EDIT: why is this downvoted? if I'm wrong somewhere I'd be glad to be told where I made the mistake.

EDIT: The step where I mentioned $n=7k+2$ may not be clear or justified so lemme just clear that up. $$n=7k+2$$ $$\implies n^3 = (7k)^3+3(7k)^22^1+3(7k)^12^2+2^3$$ $$\implies (7k)^3+3(7k)^22^1+3(7k)^12^2+7+1$$ $$\implies 7((7^2k^3)+3(7k^2)2^1+3(k^1)2^2+1)+1$$ $$\implies 7m+1$$

Answer 3

From $n^5+4n^4+3n^3+2022$ we get $$n^3(n+1)(n+3)\equiv1\pmod7$$ so if $f(n)=n^3(n+1)(n+3)$ the only classes modulo $7$ such that $f(n)=1$ are for $n=1,2$ and $5$. Then all the required solutions must be such that $$1\le7k+1, 7k+2,7k+5\le22$$ then the solutions are $1,2,5,8,9,12,15,16,19,22$ and consequently the required number of solution is $\boxed{10}$.

Answer 4

As you note, if $n$ is a solution then so is $n+7$, and hence it suffices to check whether $7$ divides $$n^5+4n^4+3n^3+2022,$$ for $0\leq n\leq 6$. It is easy to check that $2022\equiv6\pmod{7}$ and so the above reduces to $$n^5+4n^4+3n^3+6.$$ Clearly $n=0$ is not a solution.
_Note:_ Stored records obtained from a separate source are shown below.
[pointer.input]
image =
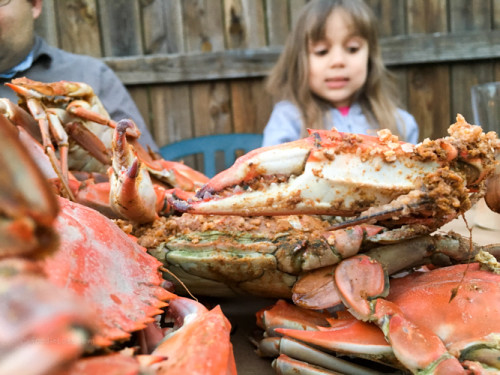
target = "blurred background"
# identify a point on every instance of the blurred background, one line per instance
(197, 67)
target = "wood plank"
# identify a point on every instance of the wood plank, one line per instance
(426, 16)
(429, 85)
(78, 26)
(429, 100)
(120, 25)
(244, 22)
(162, 26)
(211, 108)
(171, 115)
(202, 30)
(252, 105)
(391, 14)
(296, 7)
(140, 95)
(229, 64)
(46, 25)
(471, 16)
(277, 20)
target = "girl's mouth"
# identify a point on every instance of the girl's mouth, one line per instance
(336, 83)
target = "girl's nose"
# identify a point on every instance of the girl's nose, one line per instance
(337, 57)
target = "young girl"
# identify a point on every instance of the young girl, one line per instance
(331, 74)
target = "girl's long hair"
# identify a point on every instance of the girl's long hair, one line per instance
(289, 80)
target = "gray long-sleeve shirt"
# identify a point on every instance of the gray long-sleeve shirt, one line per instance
(285, 124)
(52, 64)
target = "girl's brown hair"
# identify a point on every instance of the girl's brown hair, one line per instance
(288, 79)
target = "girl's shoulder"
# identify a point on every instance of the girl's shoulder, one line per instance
(405, 115)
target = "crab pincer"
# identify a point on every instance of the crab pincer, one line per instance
(374, 179)
(132, 194)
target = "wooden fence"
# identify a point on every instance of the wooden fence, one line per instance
(197, 67)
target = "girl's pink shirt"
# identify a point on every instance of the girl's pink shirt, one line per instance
(344, 111)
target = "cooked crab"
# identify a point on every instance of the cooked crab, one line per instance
(426, 329)
(380, 179)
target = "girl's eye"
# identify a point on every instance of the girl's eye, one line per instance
(353, 48)
(320, 51)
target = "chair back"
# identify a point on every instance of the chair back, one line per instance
(209, 145)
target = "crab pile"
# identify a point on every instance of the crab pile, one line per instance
(78, 295)
(330, 222)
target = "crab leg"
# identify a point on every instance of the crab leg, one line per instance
(317, 290)
(334, 173)
(132, 195)
(27, 205)
(417, 348)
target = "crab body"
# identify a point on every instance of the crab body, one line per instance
(380, 179)
(461, 329)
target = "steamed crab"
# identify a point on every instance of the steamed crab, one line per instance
(76, 131)
(380, 179)
(73, 283)
(425, 330)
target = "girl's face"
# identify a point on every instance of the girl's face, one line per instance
(338, 65)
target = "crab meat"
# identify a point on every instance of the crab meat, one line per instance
(334, 173)
(72, 121)
(285, 256)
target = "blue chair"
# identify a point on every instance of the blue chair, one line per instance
(208, 145)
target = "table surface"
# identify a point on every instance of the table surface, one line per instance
(241, 311)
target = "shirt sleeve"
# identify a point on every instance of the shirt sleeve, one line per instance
(284, 125)
(120, 105)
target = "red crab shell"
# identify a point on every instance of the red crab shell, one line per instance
(110, 271)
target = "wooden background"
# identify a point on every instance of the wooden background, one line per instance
(197, 67)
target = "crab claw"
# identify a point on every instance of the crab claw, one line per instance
(204, 332)
(316, 175)
(416, 347)
(378, 178)
(132, 195)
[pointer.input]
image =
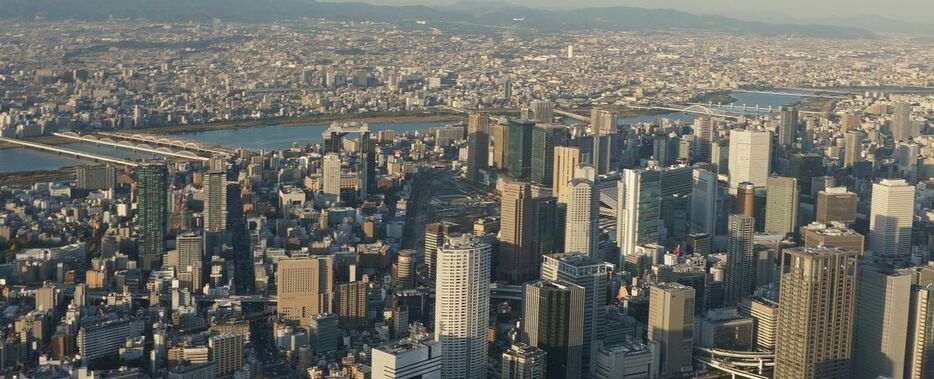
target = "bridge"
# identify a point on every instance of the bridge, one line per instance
(169, 142)
(69, 152)
(130, 146)
(736, 363)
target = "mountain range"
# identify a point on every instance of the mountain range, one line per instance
(474, 15)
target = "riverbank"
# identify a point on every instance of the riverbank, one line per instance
(371, 118)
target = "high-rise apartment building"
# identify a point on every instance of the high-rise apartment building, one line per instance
(462, 306)
(553, 321)
(592, 275)
(478, 144)
(215, 201)
(522, 361)
(781, 207)
(152, 212)
(671, 327)
(516, 259)
(815, 319)
(305, 287)
(739, 261)
(750, 157)
(566, 161)
(581, 228)
(890, 218)
(545, 138)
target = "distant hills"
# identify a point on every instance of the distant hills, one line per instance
(473, 15)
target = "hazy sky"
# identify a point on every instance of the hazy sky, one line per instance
(761, 10)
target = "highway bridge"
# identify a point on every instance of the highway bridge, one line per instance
(131, 146)
(69, 152)
(174, 143)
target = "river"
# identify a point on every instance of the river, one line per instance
(280, 137)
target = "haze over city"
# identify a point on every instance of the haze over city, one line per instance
(475, 189)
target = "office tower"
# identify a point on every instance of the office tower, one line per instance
(547, 233)
(553, 320)
(703, 201)
(324, 334)
(901, 122)
(920, 350)
(602, 121)
(462, 306)
(305, 287)
(739, 258)
(592, 275)
(836, 204)
(781, 207)
(522, 361)
(407, 359)
(852, 147)
(519, 157)
(331, 178)
(788, 128)
(815, 318)
(152, 212)
(744, 203)
(478, 144)
(882, 326)
(215, 201)
(639, 210)
(516, 261)
(226, 353)
(890, 217)
(500, 134)
(189, 250)
(750, 157)
(581, 229)
(566, 161)
(671, 327)
(95, 177)
(542, 111)
(545, 138)
(764, 314)
(405, 274)
(435, 236)
(351, 299)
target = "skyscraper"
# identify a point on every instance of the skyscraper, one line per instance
(639, 210)
(750, 157)
(152, 213)
(545, 138)
(566, 161)
(581, 229)
(788, 128)
(901, 122)
(519, 156)
(516, 260)
(522, 361)
(305, 287)
(890, 218)
(478, 142)
(739, 275)
(331, 177)
(703, 201)
(553, 320)
(215, 201)
(836, 204)
(462, 306)
(852, 147)
(592, 275)
(781, 207)
(435, 236)
(671, 327)
(815, 318)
For all other $n$ you have $n^3=\pm1$ and so the above reduces to $$\pm(n^2+4n+3)+6.$$ Then it remains to compute six values of this quadratic for $1\leq n\leq 6$, which should be much quicker than computing six values for the original quintic.